Resource Mobilization: In the context of government revenue mobilization the Mills government can count itself fortu¬nate for inheriting recent major fiscal consolidation efforts that have explored, streng¬thened and intensified revenue enhancing instruments and collecting agencies. These efforts expanded the frontier of government revenue perspective to include the HIPC initiative and the Multilateral Debt Relief Initiative and thereby expanded the government’s fiscal space to fund social sector, poverty-reduction and growth enhancing expenditures.

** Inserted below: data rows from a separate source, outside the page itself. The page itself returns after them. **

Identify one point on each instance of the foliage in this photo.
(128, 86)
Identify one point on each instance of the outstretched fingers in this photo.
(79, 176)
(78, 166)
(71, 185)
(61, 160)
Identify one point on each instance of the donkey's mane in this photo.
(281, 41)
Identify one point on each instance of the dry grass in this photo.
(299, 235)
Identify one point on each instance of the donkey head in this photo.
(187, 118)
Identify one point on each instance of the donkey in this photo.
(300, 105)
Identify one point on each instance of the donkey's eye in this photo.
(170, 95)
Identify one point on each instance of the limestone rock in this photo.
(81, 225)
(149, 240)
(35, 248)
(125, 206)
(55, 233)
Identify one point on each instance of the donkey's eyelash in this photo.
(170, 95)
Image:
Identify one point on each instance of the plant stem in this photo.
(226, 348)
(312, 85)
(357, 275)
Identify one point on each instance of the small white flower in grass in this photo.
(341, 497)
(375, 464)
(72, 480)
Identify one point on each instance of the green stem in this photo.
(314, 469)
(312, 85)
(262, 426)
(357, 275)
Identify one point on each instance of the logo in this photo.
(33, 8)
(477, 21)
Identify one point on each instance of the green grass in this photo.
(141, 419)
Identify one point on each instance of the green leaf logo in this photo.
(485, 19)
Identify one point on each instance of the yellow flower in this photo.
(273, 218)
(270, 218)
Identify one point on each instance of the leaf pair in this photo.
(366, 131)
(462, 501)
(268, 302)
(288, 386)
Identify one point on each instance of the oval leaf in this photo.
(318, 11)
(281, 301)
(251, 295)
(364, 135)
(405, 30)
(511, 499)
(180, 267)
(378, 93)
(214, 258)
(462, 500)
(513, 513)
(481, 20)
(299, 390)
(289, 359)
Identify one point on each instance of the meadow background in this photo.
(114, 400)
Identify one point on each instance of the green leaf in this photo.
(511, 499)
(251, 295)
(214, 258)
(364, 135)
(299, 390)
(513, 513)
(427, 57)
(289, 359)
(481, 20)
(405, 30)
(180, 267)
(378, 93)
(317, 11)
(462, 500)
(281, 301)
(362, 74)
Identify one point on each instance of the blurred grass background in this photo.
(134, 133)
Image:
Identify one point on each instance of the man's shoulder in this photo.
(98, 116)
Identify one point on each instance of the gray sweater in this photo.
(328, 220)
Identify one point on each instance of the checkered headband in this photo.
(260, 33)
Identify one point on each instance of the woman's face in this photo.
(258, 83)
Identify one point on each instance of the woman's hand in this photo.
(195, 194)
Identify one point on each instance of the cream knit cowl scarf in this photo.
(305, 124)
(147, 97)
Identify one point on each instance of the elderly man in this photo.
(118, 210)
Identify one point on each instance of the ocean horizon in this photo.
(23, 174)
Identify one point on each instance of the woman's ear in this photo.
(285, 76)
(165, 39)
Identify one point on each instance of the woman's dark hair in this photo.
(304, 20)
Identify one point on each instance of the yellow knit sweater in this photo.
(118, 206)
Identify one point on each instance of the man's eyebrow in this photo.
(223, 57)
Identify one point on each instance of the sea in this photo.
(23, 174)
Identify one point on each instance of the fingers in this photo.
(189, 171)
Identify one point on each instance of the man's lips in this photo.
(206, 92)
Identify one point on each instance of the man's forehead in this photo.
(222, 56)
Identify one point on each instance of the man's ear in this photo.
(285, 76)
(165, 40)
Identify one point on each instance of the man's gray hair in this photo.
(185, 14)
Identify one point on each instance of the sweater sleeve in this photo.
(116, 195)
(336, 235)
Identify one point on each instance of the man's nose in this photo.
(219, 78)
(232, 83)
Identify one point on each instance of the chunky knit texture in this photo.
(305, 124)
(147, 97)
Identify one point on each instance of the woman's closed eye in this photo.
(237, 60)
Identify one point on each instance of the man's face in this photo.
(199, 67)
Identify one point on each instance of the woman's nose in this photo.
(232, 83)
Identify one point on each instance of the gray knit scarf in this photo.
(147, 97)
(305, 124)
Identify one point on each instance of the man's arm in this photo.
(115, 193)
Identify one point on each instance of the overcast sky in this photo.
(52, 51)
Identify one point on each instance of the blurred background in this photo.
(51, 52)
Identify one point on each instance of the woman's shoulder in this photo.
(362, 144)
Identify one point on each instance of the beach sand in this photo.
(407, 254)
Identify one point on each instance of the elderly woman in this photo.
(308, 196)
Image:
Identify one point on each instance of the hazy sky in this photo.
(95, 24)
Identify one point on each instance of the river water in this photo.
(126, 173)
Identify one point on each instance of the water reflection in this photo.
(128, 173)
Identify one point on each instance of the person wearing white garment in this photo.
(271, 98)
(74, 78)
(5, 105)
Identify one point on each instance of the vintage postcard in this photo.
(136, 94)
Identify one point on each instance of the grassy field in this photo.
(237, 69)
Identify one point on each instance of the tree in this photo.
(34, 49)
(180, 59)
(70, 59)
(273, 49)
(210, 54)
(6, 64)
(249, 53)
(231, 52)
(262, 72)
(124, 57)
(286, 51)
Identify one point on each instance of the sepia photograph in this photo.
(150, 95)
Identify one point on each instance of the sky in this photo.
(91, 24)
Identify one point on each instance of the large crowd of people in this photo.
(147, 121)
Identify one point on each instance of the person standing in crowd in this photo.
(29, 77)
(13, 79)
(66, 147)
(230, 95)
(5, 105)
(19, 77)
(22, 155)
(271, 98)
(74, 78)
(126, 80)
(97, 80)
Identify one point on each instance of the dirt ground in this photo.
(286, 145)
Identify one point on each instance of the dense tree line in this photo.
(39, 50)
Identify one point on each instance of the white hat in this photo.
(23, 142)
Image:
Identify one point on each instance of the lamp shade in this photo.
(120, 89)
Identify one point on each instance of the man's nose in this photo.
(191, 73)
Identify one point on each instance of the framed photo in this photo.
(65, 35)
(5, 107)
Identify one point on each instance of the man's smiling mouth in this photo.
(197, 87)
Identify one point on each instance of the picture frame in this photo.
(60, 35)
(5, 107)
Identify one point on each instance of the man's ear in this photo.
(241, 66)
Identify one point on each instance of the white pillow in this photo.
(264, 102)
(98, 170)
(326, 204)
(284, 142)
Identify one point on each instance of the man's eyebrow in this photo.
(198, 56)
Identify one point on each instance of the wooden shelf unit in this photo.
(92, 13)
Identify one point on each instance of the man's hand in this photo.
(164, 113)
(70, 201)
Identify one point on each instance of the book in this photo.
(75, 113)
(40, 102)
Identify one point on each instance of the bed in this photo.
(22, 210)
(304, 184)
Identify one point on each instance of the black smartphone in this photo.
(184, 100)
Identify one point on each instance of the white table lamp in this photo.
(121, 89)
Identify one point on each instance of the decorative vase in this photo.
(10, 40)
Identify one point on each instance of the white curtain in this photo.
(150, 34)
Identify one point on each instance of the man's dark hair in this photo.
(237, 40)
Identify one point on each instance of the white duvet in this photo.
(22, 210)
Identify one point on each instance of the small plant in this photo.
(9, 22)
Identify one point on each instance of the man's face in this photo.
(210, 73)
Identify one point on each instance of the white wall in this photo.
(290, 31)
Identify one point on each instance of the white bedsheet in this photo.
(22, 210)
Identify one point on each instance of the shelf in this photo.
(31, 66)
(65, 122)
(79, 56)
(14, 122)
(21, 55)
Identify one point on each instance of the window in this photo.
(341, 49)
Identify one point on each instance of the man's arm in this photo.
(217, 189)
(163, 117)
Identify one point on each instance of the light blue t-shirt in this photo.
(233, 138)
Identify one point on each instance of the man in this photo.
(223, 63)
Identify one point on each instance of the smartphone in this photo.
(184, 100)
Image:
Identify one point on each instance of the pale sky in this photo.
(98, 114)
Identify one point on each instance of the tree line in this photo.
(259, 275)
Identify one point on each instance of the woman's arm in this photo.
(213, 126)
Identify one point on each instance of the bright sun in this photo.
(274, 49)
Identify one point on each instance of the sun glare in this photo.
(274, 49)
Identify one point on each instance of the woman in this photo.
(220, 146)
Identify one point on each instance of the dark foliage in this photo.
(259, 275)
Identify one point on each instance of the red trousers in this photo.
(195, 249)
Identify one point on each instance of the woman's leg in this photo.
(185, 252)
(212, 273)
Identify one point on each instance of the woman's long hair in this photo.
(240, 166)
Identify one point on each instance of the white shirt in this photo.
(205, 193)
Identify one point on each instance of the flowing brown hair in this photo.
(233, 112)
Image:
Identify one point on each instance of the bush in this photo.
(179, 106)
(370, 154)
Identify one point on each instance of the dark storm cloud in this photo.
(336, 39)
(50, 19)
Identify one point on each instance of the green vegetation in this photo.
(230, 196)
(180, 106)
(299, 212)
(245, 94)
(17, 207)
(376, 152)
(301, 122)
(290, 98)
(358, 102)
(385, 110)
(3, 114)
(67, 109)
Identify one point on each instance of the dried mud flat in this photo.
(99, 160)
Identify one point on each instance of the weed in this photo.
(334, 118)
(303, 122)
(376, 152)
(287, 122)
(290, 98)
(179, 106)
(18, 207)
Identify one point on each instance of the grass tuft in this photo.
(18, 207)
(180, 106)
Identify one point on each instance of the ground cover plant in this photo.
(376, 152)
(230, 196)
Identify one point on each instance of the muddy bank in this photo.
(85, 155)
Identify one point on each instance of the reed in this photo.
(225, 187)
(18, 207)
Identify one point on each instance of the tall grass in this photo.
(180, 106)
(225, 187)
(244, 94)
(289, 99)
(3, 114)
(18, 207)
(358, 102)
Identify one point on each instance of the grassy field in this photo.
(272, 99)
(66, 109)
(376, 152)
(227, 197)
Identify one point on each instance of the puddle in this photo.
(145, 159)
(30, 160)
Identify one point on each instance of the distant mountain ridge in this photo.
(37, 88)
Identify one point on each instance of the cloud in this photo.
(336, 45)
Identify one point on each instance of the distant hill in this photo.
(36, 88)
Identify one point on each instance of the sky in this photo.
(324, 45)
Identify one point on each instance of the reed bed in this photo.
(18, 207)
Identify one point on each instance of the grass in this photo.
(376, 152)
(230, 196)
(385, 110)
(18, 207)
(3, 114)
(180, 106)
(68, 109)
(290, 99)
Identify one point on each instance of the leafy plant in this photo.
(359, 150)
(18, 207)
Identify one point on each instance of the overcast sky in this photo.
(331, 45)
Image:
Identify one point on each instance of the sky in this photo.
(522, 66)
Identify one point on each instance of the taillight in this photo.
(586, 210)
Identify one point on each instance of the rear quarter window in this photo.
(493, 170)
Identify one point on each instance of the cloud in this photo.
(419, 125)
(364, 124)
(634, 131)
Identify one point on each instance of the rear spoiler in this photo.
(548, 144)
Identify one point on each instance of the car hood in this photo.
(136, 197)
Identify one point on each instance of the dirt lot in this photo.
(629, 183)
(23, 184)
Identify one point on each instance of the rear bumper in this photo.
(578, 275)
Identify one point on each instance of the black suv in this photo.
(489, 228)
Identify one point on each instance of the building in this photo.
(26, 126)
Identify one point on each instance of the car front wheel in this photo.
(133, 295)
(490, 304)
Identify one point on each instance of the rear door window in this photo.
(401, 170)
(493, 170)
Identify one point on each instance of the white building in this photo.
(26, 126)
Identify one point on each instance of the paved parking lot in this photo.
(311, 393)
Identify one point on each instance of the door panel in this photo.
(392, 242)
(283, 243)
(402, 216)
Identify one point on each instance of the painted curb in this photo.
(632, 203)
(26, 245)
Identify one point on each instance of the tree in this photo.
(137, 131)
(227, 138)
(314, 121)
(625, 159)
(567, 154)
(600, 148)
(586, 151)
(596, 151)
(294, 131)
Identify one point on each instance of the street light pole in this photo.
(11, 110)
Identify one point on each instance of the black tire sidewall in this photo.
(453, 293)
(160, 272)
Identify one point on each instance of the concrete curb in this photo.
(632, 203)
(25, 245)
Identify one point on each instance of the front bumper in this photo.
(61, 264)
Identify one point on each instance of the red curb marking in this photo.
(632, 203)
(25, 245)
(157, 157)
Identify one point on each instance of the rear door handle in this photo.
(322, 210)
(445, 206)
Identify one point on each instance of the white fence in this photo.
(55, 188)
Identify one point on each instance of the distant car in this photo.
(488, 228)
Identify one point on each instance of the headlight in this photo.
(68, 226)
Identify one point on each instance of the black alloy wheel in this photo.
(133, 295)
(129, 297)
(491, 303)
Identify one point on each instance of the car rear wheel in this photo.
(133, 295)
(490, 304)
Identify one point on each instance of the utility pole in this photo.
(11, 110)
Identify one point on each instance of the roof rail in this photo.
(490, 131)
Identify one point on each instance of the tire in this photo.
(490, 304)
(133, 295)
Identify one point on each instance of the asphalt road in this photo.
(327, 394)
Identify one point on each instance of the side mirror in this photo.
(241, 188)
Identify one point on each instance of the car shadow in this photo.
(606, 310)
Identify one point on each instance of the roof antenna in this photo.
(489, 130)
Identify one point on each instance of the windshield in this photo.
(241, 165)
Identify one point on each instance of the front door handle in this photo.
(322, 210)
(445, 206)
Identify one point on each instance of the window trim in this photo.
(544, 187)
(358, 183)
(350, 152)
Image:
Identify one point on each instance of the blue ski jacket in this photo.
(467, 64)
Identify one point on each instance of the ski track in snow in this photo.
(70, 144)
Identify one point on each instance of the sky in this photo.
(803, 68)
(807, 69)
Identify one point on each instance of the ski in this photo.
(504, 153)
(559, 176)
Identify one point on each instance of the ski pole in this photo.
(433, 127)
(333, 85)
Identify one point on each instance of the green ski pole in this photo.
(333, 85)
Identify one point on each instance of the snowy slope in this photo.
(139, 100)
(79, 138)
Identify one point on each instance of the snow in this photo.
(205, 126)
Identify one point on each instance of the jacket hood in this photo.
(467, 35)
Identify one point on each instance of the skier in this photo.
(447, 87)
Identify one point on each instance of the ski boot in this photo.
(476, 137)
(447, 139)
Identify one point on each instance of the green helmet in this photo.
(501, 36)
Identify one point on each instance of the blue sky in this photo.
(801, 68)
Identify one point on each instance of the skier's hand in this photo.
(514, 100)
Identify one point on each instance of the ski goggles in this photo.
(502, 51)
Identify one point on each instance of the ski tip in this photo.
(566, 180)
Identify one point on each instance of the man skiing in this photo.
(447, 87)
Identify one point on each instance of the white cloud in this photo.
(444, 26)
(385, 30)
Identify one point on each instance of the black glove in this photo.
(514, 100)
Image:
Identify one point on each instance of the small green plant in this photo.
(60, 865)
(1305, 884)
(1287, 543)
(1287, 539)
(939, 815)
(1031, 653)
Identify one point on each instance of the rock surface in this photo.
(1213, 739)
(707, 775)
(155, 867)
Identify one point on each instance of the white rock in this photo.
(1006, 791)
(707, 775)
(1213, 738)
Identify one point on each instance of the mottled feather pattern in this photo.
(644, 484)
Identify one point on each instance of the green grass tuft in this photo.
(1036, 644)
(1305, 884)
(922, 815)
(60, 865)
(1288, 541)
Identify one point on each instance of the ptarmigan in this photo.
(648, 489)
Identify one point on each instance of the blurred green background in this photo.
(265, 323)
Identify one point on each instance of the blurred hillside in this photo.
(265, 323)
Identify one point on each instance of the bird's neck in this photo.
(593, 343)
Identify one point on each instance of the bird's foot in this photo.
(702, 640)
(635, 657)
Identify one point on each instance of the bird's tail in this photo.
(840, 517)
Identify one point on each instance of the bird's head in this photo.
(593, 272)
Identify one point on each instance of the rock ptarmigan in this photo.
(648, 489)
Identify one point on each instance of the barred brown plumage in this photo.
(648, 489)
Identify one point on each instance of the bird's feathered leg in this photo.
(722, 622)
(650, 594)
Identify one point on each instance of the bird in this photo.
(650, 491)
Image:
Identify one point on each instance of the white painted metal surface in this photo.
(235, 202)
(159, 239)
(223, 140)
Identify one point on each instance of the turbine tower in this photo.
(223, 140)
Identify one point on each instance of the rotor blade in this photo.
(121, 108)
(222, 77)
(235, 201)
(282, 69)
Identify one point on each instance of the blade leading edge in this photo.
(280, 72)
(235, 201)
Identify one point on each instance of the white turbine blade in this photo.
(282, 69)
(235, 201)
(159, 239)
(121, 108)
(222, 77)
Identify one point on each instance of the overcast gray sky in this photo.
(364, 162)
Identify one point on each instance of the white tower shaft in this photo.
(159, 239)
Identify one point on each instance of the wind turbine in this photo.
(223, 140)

For this reason government revenue increased from 17.7 per cent of GDP in 2000 to 27.9 per cent in 2008. Flows from these initiatives would continue into the foreseeable future to the benefit of President Mills presidency. In addition to that the future revenue perspective appears enhanced with expected new sources of revenue from the oil discovery. At worst the Mills government only needs to sustain these efforts or at best explore new innovative ways of diversifying internal revenue mobilization.
Indeed the advantageous position of the Mills government on assumption of power can be said to be quite remarkable. Unlike its predecessors, the Mills government takes office at a time when commodity prices of Ghana’s main export earners including gold and cocoa as well as non-traditional exports are at unprecedented high levels. In addition to that the Mills government stands to benefit considerably from the lessened pressures of high crude oil prices, which rose to hit a record high of US$147 per barrel in July 2008 but has since then fallen successively to about below US$50 at the end of 2008.
These records point to the strong legacy that President Mills regime inherits from its predecessors to build upon and which do not allow it or give it any excuse to fail the nation.